OHMAGAD I GET IT NOW! a week in university = 18 minutes on youtube.

Great video! I just have 2 questions. Should the «2» become a «+ or - 2» when you pull it out from the square root at 3:35? Does it even matter?

@NOMVrewq It stays positive. You only add a plus minus sign when you get rid of the square root sign.

Thank you for your video! I have a few questions :)

how do you decide to set ((x-3)/2)^2 equal to sin^2 theta?

Can't it also equal to cos^2theta? b/c 1-cos^2theta= sin^2theta and  1-sin^2theta=cos^2theta. and you are simply substituting sin^2theta or cos^2theta in the formula 1-u^2?

Thank you Prof Khan!

@hmmmmusic

This will solve ur problem:

(en(dot0wikipedia(dot)org/wiki­/Trigonometric_substitution#Su­bstitutions_that_eliminate_tri­gonometric_functions)

i seriously had a headache from following this...

nice. i had the same problem. the only difference is that mine is a definite integral. SMH. -_-

@khanacademy what program do you use for your videos to write on?
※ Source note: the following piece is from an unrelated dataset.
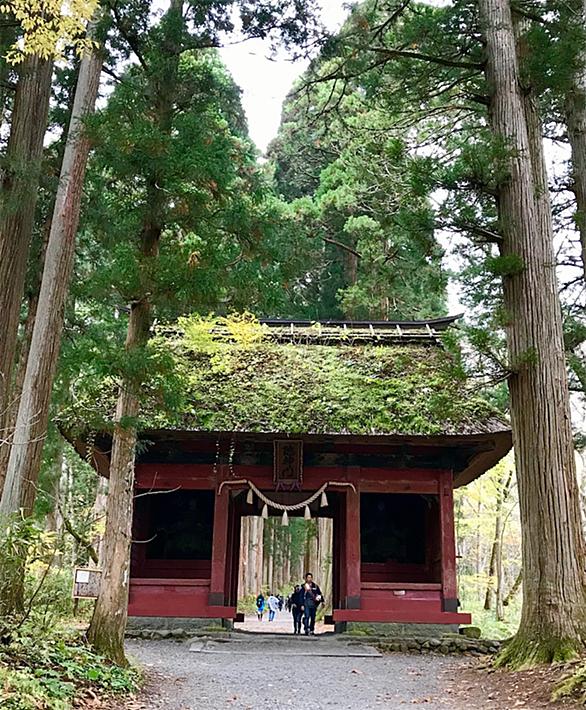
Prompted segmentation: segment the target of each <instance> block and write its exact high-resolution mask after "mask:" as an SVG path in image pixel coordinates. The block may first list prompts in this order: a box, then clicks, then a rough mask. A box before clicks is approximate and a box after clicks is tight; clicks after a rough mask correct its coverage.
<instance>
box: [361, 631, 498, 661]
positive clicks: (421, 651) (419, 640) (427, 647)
mask: <svg viewBox="0 0 586 710" xmlns="http://www.w3.org/2000/svg"><path fill="white" fill-rule="evenodd" d="M372 645H373V646H376V647H377V648H378V649H380V650H381V651H382V652H383V653H391V652H393V651H394V652H401V653H442V654H444V655H448V654H454V653H455V654H469V655H471V656H483V655H491V654H494V653H498V652H499V650H500V647H501V642H500V641H491V640H489V639H470V638H466V637H465V636H459V635H454V636H444V637H443V638H427V637H420V638H407V637H405V638H396V639H388V640H387V639H382V638H378V639H377V640H376V641H373V642H372Z"/></svg>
i m just wondering would u be able to simply just get to ur purple simplification (at 4:20) and then substitute for (x-3)= u and figureout du in terms of dx and just go from there it seems easier than a trig substitution although im not sure if it works i havent tried

@9:43, it's supposed to be 2theta + 2sin of 2theta + C... You missed the 2nd (2)

@tringuyen552911 Recall that to do d/dtheta (sin2(theta)) you must utilize the chain rule, so first you take the dervitative of the innermost portion, 2theta, which is 2, and then the derivative of the outer part, sin, which is cos, but carry the original inner through, so the derivative of sin2theta is 2cos2theta, which is what you originally have in the integral, so Sal did it right.

2theta - sin 2 theta + c, not +!!!! :)

why didn't he just use the arcsin integral? he made it way more complicated then it really is

@jmlrugby11 scratch that you need 1/a^2 + u^2

plus C

Why do you slip so many errors ? for (sin^2)(theta)=((x-3)/2)^2 you cannot simply take the square on both sides, you get something like sin(theta)=+OR-(x-3)/2;

The right way to do it was to substitute from the beggining sin(theta)=(x-3)/2, that way you would do it mathematically correct.

I know it doesn't influence the result, but you know error can cancel themself out and pass unnoticed, but if you were taking a test than it wouldn't be fully correct.

AMAZING!

I've got a great Calc teacher, but you sir are convenient as fuck.

OMG thank you SOooo much!!

this got complicated when you tried to make it into a "nice clean answer">.< ...

sallu miya, great!

great!

aw....man!!!

I wish my teacher explained things this well...

You're a wizard! <8-0

holy shit.. i feel so stupid

11:50 there is sin θ * cos θ. not sinθ+cosθ..

ಠ_ಠ

You have unbelievable concentration ability...

dont understand why u first cancel those 2 from the ( x-3)/2 and then in antoehr line multiply with 2/2... and before u done that u could write sqrt( 1- (x-3)^2 /4) as sqrt(4 - ( x-3)^2)... ?

@Djole0 He cancelled the 2 from under the (x-3)/2 because it was originally multiplied by 2. He then added the 2/2 to make get a root(4) in there. adding a 2/2 doesn't do anything because 2/2 = 1, so multiplied by 1 doesn't change anything.

he forgot to add plus c at the end!

damnnnnn ur a beast

Damn...

nice one ^^

instead of doin all that after 13:15, you could just draw a right triangle with angle theta and use SOHCAHTOA to get the required angles

your hand hurts and my brain hurts. i need a break before the next one.

I appreciate the help.

you forgot + C at the end

applause

what if you chose to use sin^2x=1-cos^2x would the answer be different

Maybe you will get a different indefinite integral, but it is just as correct as the other way around.

zynot91210  sin2x is 2sinx cosx

Hey man, at 11:53 its

sin2x=(sinx cosx + cosx sinx) not (sinx cosx + cosx + sinx)

Ah well, it was an inadvertent error. He didn't carry it forward or anything.